From August 18-20, New/Next was held at MdFF’s old home, The Charles, with three jam-packed days of features, docs and fantastically curated shorts, with plenty of filmmakers and festivities every way you looked on that little block in Baltimore’s arts district, Station North. A few compromises had to be made to curate my schedule, missing the likes of Sebastián Silva’s Rotting in the Sun (coming to MUBI in September), Elaine McMillion Sheldon’s Appalachia symphony film King Coal, a highlight of shorts from Jimmy Joe Roche’s New Works series which highlights local experimental filmmakers, repertory screenings of Claire Denis’ No Fear, No Die and Lynne Ramsay’s Morvern Callar (the latter presented by the members of Beach House, an old MdFF tradition), as well as one film so big they needed to screen it in two theaters at once: The Body Politic, a documentary about Baltimore’s current and youngest mayor, Brandon Scott, who was in attendance for a Q&A.
It is a good problem to have too many great options at a festival. While it is unclear whether New/Next will be back in 2024 (it is highly dependent on what MdFF does or does not do next year), the first run was more than a success.

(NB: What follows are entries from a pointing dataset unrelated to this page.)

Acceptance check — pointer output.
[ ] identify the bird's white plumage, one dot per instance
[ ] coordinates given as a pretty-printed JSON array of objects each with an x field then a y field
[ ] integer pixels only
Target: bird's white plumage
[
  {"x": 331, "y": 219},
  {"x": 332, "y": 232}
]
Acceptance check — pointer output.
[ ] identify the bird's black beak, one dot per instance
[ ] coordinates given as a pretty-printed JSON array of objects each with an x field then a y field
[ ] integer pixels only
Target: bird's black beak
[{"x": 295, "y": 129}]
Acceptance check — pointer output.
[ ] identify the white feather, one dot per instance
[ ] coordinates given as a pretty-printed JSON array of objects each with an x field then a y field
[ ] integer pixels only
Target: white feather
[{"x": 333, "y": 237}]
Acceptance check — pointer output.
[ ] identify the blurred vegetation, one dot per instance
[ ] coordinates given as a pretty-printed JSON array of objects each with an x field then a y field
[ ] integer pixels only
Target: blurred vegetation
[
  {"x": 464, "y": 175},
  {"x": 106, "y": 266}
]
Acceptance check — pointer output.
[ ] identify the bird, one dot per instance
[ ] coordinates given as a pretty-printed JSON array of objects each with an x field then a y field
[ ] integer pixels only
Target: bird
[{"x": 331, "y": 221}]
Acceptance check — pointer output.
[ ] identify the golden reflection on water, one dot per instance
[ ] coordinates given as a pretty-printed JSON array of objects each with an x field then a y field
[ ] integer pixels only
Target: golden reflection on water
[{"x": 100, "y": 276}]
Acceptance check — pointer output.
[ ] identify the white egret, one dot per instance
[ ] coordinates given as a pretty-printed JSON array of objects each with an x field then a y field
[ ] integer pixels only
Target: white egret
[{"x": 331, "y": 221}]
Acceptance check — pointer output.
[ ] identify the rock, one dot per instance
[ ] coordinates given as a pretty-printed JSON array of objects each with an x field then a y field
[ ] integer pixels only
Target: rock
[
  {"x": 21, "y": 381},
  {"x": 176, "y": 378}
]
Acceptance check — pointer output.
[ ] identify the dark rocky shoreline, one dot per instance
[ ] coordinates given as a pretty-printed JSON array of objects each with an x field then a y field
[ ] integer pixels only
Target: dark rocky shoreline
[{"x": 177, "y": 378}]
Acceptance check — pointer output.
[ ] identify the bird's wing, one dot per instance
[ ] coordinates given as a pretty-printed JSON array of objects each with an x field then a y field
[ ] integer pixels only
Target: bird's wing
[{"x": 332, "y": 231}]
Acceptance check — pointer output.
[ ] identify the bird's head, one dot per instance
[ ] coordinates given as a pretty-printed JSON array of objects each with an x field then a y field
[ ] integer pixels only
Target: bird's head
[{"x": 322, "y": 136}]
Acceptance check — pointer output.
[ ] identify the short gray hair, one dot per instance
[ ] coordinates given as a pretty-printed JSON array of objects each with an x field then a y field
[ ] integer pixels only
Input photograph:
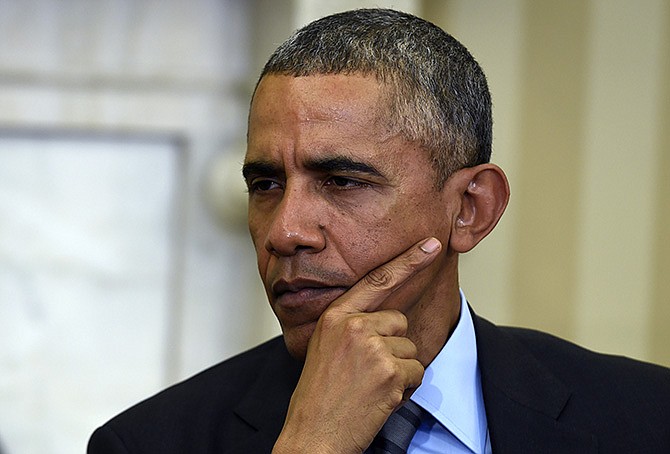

Here are our highlights from New/Next Film Festival 2023:
Hummingbirds
Filmed in the summer of 2018 while the co-directors Silvia Del Carmen Castaños and Estefanía “Beba” Contreras were only 18, this documentary of youth on the Texas border is as much a social realist picture as it is a whimsical teen comedy. Caught in a system as arbitrary as the games of bingo they played on bored nights, the two best friends search for whatever freedom they can in the town they’re not just stuck in, but literally can’t leave while their immigration status is up in the air. Silvia and Beba reel through Laredo talking about how they never felt like they had a childhood while turning their captive city into a playground, one both personal and cinematic. It might at first seem surprising that such a confident debut feature could come from such young filmmakers, although it is important to remember that they are part of the first generation who have been directing themselves since adolescence on social media. Hummingbirds’ form is not just borrowing from hybrid documentaries or narrative influences like Sean Baker’s The Florida Project, but also the linguistics pioneered by a new generation raised on a new kind of media that didn’t exist before they were born. Spontaneous, improvisatory and naturally radical, no film was more declaratory of the festival’s intent than this apt opening night feature.
The Legend of MexMan
Some stories just have to be seen to be believed. Even after seeing it, I still can’t believe Germán Alonso is real. From the moment he’s on screen, his incredible charisma, performativity and raw talent injects The Legend of MexMan with a kind of energy usually only found when actors like Jack Nicholson or Nicolas Cage take the brakes off. The Legend of MexMan follows Germán as he tries to get his first feature, MexMan, off the ground with the help from some suite-y USC collaborators whose rigid rules clash with Germán’s dynamistic ego. As exuberant as the man himself are his films—their vigor and strange creativity can be described as Sam Rami by way of the Brothers Quay. Taking an old VW van down to some California airstrip, Germán shares his studio with us, housed inside a hanger (apparently they’re cheap to rent) and full of hundreds if not thousands of meticulously handmade dolls, puppets and props, all of which are characters and details from the worlds he creates. But that boundless imagination comes at a cost, and when it comes time to collaborate, questions of power and creative control start to tear friends apart. The Legend of MexMan has all the deep-cut betrayals of The Social Network with the high-stakes behind-the-scenes of Hearts of Darkness, but on a scale so small it reminds you just how massive human emotions are.